今日はその第11弾最終回、東京のサントリーホールからオンラインで話をしてくださいました。300名のスタッフが年間600公演のコンサートを開催、2006席あるホールです。
サントリーは利益三分主義、社会貢献の一環として、「人と自然と響きあい、豊かな生活文化を創造する営み」という考えで音楽事業を展開しています。2代目社長佐治敬三が、物質の豊かさの次に心の豊かさが求められると考え、美術館・音楽財団を設立し、さらに「クラシック音楽を日本の生活文化として根付かせたい」という考えで東京発のコンサート専用ホールとして、世界一美しい響きをめざして建設し、1986年に完成したのがサントリーホールです。来年で40周年、累計2100万人が来場しています。

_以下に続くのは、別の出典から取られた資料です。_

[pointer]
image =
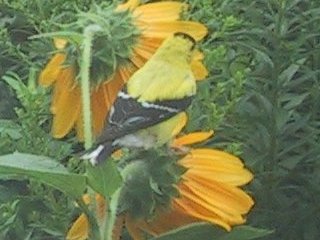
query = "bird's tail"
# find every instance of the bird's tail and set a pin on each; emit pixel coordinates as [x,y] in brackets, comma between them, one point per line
[100,153]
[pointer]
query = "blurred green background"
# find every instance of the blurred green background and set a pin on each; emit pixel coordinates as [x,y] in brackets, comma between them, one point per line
[262,98]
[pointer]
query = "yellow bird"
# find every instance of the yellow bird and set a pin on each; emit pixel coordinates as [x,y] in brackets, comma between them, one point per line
[149,109]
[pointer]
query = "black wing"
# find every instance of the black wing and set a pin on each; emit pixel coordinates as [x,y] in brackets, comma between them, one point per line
[127,115]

世界で有名なホールとして、カーネギーホール、ベルリンフィル、コンセルトヘボウ、ウィーン楽友ホールなどがあり、まだ40歳のこのホールは若いですが、世界の音楽家が喜んでここで演奏し、ウィーンフィルも、ここを第二の本拠地と高く評価しています。
ホールには3つの重要な要素、①「世界一美しい響きをめざして」、②「創造的で質の高い自主企画公演」、③「ホスピタリティ」があります。
①について、日本初の「客席がぐるっと囲む『ヴィンヤード(ブドウ畑)型』」で建設しました。指揮者カラヤンから演奏家と聴衆が一体となって創り共に歓び楽しむため、この形となりました。また、オルガンの重要性もカラヤンからアドバイスを受けました。

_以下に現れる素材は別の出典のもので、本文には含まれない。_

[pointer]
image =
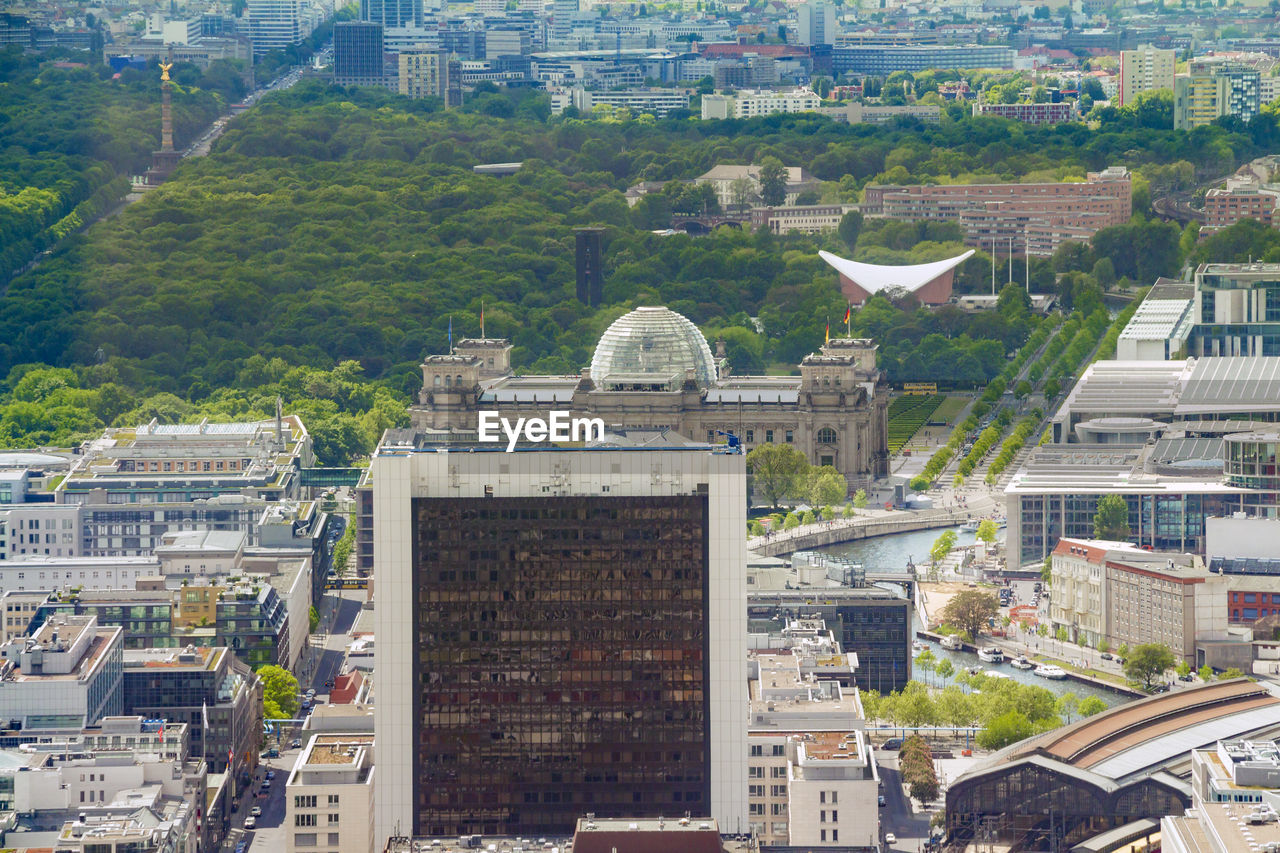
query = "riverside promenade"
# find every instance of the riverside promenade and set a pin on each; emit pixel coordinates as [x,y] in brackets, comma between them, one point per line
[873,523]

②について、従来のホールは貸しホールがほとんどでしたが、このホールは年間100近い自主企画を行っています。大晦日クラシックを聴き年を越すジルヴェスターコンサートなど、さまざまな企画をしています。
③「おもてなし」として、非日常の空間つくりに心を配っています。日本初のレセプショニスト・自販機をおかず酒も用意するドリンクコーナー・オリジナルグッズを扱うギフトショップ(オンラインもあり)・クロークなどが聴衆のため、演奏家のためのステージマネージャーなど専門スタッフを配置しています。
良いコンサートとは、演奏に満足でき、主催者は収入を確保し、聴衆が満足できる「三方よし」です。

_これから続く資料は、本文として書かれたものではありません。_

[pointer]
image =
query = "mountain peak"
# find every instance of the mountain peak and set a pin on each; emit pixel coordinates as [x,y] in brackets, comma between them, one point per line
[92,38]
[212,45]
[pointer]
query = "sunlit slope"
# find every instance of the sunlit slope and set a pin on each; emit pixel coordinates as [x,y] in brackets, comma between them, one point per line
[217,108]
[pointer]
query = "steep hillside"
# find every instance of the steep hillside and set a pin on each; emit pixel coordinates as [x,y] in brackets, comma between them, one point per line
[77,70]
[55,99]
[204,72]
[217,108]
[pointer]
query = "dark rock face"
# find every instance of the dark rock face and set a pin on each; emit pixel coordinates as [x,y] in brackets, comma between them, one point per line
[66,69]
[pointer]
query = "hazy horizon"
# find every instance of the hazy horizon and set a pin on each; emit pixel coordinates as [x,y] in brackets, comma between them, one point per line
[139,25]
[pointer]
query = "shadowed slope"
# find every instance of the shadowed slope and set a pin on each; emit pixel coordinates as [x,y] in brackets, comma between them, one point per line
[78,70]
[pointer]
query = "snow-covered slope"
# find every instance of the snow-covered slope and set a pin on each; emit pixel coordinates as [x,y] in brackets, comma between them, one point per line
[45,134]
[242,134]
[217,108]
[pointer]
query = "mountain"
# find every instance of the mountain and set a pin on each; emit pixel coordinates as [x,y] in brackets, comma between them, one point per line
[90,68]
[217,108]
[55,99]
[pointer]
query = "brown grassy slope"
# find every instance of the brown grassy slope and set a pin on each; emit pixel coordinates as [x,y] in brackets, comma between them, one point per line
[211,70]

サントリーホールアカデミーとして、オペラや室内楽のレッスンを受け、公演の機会も提供しています。このような未来を開く取り組みも行っています。
最後に、「ホールも、最後は人やで」という佐治さんの言葉を大切にしているとのことでした。
演奏家の後ろの座席の理由、ホールで働く「毎日が文化祭みたい」な気持ち、新しい試みとして新たなジャンルの開拓、一番工夫した点として響きの実験、ヴィンヤード型の音の特徴として演奏家も聴衆も音がわかる良さ、担当者として大切にしている点など鋭い質問がありました。
ご来校いただき、生徒の質疑応答にも丁寧にお答えいただいたサントリーホールの皆さま、この場をお借りしてお礼申し上げます。